A few weeks ago I wrote an article about the “Fuel-loss Foundation” in The Netherlands who had sued the Dutch Toyota importer for overstating the fuel economy claims of its vehicles, most notably the gasoline-electric hybrid vehicles. I had predicted their lawsuit would not be successful for two reasons: first and foremost because Toyota is simply following the European guidelines for fuel economy statements, and secondly because the only reason the lawsuit was aimed at Toyota specifically is to set them as an example, as the brand is the largest producer and seller of hybrid vehicles, the type of cars that showed the highest deviation between theoretical fuel economy and actual fuel economy.
Nearly every car reviewed by the foundation was less fuel efficient than its manufacturer claims, which should be an indication that there is more likely to be a discrepancy between the European test cycle and the real-world driving conditions than this being a result of deceptive behavior by Toyota.
The court agreed with this, and has cleared the Toyota importer of all charges. According to the judge “the European test cycle has been developed to allow consumers to compare the fuel economy of cars against each other, based on equal measuring conditions.” So what the judge is telling us, and what most of us already know, is that the European fuel economy claims for new cars are less of an exact figure to help consumers calculate their expected fuel costs than a comparison tool to see which car is more fuel efficient than the other.
However, as some major European countries have started giving buyers tax breaks and other incentives on fuel efficient cars (based on their theoretical fuel economy), it has become increasingly important to do well at this particular test cycle. As a result, manufacturers have started developing their cars to do exceptionally well in this test cycle, which may explain the increased discrepancies between the test cycle results and the actual fuel economy for consumers. Suspected manipulations include disconnecting the alternator and using special lubricants during the test cycle.
Hybrids have an advantage in the test cycle as well, thanks to their standard stop&start mode and the slow acceleration in the test, which doesn’t require the internal combustion engine to deliver extra power to the electric motor.

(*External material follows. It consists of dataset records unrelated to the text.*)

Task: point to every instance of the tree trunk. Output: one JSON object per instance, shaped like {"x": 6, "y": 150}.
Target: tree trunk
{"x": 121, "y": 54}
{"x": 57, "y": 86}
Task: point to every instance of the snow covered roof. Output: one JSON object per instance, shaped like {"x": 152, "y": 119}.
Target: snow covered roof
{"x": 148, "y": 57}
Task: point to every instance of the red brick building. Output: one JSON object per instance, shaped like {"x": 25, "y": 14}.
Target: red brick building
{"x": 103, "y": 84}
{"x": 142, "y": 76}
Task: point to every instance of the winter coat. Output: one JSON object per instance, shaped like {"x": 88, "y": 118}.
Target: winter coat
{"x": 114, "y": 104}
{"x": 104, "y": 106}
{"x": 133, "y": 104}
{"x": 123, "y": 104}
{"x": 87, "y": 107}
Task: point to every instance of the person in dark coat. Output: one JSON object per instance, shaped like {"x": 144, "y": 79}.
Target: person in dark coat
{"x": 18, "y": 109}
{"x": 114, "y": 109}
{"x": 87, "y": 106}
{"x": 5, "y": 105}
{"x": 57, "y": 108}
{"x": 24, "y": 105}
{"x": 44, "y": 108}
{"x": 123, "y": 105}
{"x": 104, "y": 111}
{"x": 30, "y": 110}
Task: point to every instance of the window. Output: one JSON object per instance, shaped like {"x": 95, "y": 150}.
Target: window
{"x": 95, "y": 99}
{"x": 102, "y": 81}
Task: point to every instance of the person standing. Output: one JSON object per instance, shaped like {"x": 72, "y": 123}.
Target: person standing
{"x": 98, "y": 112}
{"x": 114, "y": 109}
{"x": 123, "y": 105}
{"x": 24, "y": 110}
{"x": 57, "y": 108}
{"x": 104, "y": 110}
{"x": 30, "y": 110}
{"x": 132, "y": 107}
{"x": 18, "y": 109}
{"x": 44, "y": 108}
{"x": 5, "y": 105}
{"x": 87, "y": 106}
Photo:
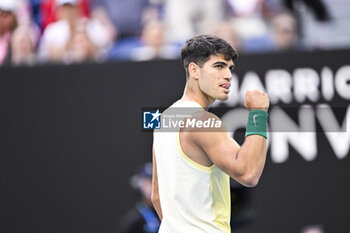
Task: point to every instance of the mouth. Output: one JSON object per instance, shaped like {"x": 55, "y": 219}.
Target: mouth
{"x": 226, "y": 87}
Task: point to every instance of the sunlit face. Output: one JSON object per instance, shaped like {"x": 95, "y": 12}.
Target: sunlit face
{"x": 215, "y": 78}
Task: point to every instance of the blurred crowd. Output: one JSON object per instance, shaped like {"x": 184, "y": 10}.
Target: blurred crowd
{"x": 74, "y": 31}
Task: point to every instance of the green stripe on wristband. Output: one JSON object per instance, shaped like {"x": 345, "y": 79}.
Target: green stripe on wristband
{"x": 257, "y": 123}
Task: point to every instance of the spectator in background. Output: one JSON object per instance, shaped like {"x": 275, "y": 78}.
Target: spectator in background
{"x": 249, "y": 17}
{"x": 126, "y": 15}
{"x": 8, "y": 23}
{"x": 23, "y": 44}
{"x": 80, "y": 48}
{"x": 142, "y": 218}
{"x": 226, "y": 31}
{"x": 57, "y": 35}
{"x": 153, "y": 44}
{"x": 184, "y": 18}
{"x": 49, "y": 10}
{"x": 284, "y": 32}
{"x": 312, "y": 229}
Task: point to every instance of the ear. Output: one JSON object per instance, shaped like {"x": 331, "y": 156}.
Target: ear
{"x": 194, "y": 70}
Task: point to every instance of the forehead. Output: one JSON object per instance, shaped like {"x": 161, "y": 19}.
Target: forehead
{"x": 219, "y": 58}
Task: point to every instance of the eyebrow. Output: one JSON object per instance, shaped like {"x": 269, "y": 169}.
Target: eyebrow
{"x": 224, "y": 64}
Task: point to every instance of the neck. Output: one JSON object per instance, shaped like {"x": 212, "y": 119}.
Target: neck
{"x": 193, "y": 93}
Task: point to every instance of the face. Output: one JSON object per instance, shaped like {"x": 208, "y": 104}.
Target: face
{"x": 215, "y": 77}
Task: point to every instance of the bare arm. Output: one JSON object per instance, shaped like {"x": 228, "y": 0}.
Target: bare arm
{"x": 243, "y": 163}
{"x": 155, "y": 192}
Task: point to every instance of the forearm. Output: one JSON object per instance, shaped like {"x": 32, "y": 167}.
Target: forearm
{"x": 252, "y": 156}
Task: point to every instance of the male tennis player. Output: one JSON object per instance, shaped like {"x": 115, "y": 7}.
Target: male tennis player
{"x": 192, "y": 166}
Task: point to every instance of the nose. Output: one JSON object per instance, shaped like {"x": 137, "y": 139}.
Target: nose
{"x": 228, "y": 75}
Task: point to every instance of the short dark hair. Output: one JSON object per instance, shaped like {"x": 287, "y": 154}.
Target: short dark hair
{"x": 198, "y": 49}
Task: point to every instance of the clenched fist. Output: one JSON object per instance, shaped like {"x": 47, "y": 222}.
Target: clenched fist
{"x": 256, "y": 100}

Considering this, even if Toyota wanted to be more Catholic than the Pope, it is prohibited by law to publish any other fuel economy ratings than those of the New European Driving Cycle. The court therefore dismissed the charges of the foundation, as the Japanese brand has strictly followed European regulations.
The Fuel Loss Foundation has not published how many people have paid up to € 99,- to be included in the class-action lawsuit, but they remain confident in their claim that new-car buyers are being deceived by manufacturers and they are still considering further steps in their quest for compensation of the “lost fuel”.